During this day out, of course, the unsurpassed trout was the leading lady in the conversations. Threats and opportunities on both sides of the Atlantic were discussed, as well as the hick-ups and hindrances for its continued existence. It was rather painful to come to the conclusion that we, in the ever so civilized Ancient World, compared to the US still have a long way to go when it comes to genuine respect for the outdoors, awareness of nature’s delicacy and vulnerability, and the role man can and should play to protect and conserve the heritage he only has on lease.
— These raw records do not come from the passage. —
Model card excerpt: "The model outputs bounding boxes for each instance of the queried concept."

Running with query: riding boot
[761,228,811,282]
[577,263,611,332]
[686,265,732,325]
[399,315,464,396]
On the other hand it was heartwarming to (again) learn that CTCF, having its field of activities in Eurasia and northern Africa, may count on the attention, concern, and support from America.
The evening following the field visit Charles and René reviewed a pile of ideas on how to mobilize the international angling community, how to unite them, and how to make them aware that the wild, native trout –wherever they (still) occur- really need a helping hand, their helping hand. Knowing that this process, like all processes, will take time both agreed that meanwhile a whole lot more can be done than just hope and pray that time will not run out on the trout…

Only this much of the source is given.